Saat itu mendung menggerogoti perjalanan
Seolah ia mengajak berkenalan.

Di suatu tempat, baru
yang dirasakan oleh raga serta jiwa.
Menguliti tubuh ini dengan dingin dari sebuah puncak.

Belum lagi roda motor tua yang rewel dengan kebocorannya.
Sungguh sore itu disambut juga dengan deras hujan.

Derai-derai rumput bergembira menyambut guyuran.
Air menggelayut di sekitar dedaunan.
Sungai kembung dengan aliran yang melimpah.

Hingga waktu petang dan gelap menutupi sebuah pandang.
Motor bebek tua dengan sekuat tenaga menggotong tubuh ini ke bagian puncak dari sebuah bukit
dengan tanjakan yang berkisar tujuh puluh sampai delapan puluh derajat kemiringan,
tak lelah para pengojek mengantar pemuda menuju suka cita.

Kedatanganku waktu itu disambut juga oleh tanah basah yang tergenang air.
Becek, berlumpur.
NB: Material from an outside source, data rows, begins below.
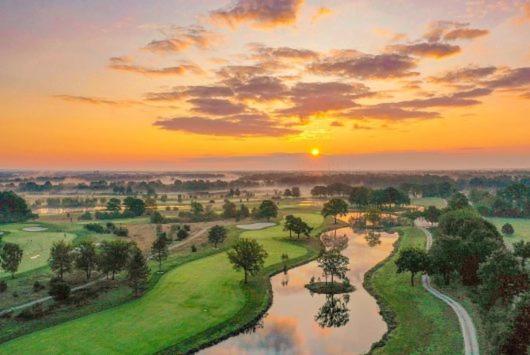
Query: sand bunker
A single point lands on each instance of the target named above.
(34, 229)
(255, 226)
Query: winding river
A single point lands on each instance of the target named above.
(301, 323)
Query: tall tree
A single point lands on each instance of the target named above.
(413, 260)
(10, 257)
(160, 249)
(137, 270)
(86, 257)
(61, 258)
(335, 207)
(216, 235)
(249, 255)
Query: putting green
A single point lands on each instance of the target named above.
(187, 300)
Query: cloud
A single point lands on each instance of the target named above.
(125, 64)
(426, 49)
(466, 74)
(244, 125)
(353, 64)
(216, 106)
(465, 33)
(260, 13)
(180, 38)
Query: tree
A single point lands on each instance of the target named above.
(160, 249)
(86, 257)
(457, 201)
(113, 257)
(137, 270)
(134, 206)
(114, 205)
(413, 260)
(334, 207)
(61, 258)
(507, 229)
(10, 257)
(267, 209)
(249, 255)
(216, 235)
(522, 250)
(333, 263)
(229, 209)
(13, 208)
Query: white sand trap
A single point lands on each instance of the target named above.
(34, 229)
(255, 226)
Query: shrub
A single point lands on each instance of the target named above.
(59, 290)
(507, 229)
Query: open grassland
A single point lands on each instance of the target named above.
(188, 306)
(437, 202)
(424, 325)
(521, 227)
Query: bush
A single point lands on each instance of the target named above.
(59, 290)
(508, 229)
(3, 286)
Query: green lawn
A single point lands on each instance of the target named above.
(186, 301)
(521, 227)
(437, 202)
(425, 325)
(36, 245)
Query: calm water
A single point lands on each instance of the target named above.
(301, 323)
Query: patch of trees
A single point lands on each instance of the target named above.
(13, 208)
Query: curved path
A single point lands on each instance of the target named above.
(466, 323)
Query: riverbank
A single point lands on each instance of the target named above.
(418, 322)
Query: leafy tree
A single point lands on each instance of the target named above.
(61, 258)
(13, 208)
(249, 255)
(86, 257)
(457, 201)
(137, 270)
(335, 207)
(229, 209)
(413, 260)
(267, 209)
(507, 229)
(216, 235)
(333, 263)
(113, 257)
(11, 256)
(114, 205)
(522, 250)
(160, 249)
(135, 206)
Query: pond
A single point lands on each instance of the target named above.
(301, 323)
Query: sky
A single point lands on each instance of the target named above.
(257, 84)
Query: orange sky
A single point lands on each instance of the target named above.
(171, 83)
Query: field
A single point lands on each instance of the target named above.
(187, 300)
(425, 325)
(437, 202)
(520, 225)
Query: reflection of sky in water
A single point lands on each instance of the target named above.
(290, 326)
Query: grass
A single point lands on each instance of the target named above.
(424, 325)
(198, 297)
(521, 227)
(437, 202)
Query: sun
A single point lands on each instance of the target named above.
(315, 152)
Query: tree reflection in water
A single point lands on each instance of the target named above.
(373, 238)
(334, 312)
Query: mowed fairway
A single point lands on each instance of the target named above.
(36, 245)
(521, 227)
(187, 300)
(425, 325)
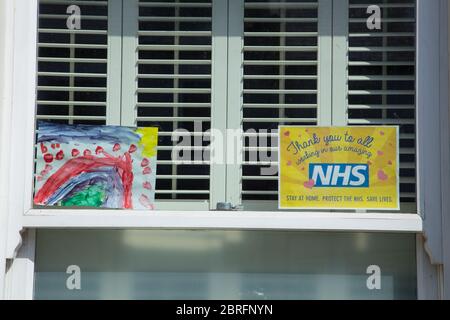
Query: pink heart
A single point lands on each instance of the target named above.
(309, 184)
(382, 176)
(147, 185)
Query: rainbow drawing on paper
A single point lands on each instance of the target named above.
(95, 166)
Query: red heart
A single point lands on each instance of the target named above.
(382, 176)
(309, 184)
(99, 150)
(147, 185)
(75, 153)
(116, 147)
(44, 149)
(145, 162)
(48, 157)
(132, 149)
(60, 155)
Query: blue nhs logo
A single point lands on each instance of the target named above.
(339, 175)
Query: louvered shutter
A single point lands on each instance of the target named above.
(381, 79)
(72, 64)
(280, 85)
(173, 92)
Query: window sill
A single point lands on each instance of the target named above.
(291, 221)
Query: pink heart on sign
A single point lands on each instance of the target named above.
(382, 176)
(309, 184)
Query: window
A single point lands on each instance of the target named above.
(236, 64)
(254, 265)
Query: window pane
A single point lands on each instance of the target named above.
(280, 86)
(223, 265)
(382, 79)
(174, 89)
(72, 63)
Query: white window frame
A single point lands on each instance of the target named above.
(16, 203)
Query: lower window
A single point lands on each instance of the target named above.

Terasa sepatu yang dikenakan dipaksa tergantikan sandal.
Untunglah warung kecil duduk di hadapan.
Mampirlah aku di sebuah kursi panjang.
Kemudian sebatang rokok disulut sembari memesan secangkir kopi.

Sampai pukul sembilan malam.
Sebuah gazebo, katanya. Mungkin lebih tepatnya pendopo mini. Memandang senyum tubuh-tubuh yang lusuh.
Hati dan pikiran bergumam; saatnya hiburan.
Pendopo yang baik pun bersedia menaungi manusia-manusia dengan senang hati.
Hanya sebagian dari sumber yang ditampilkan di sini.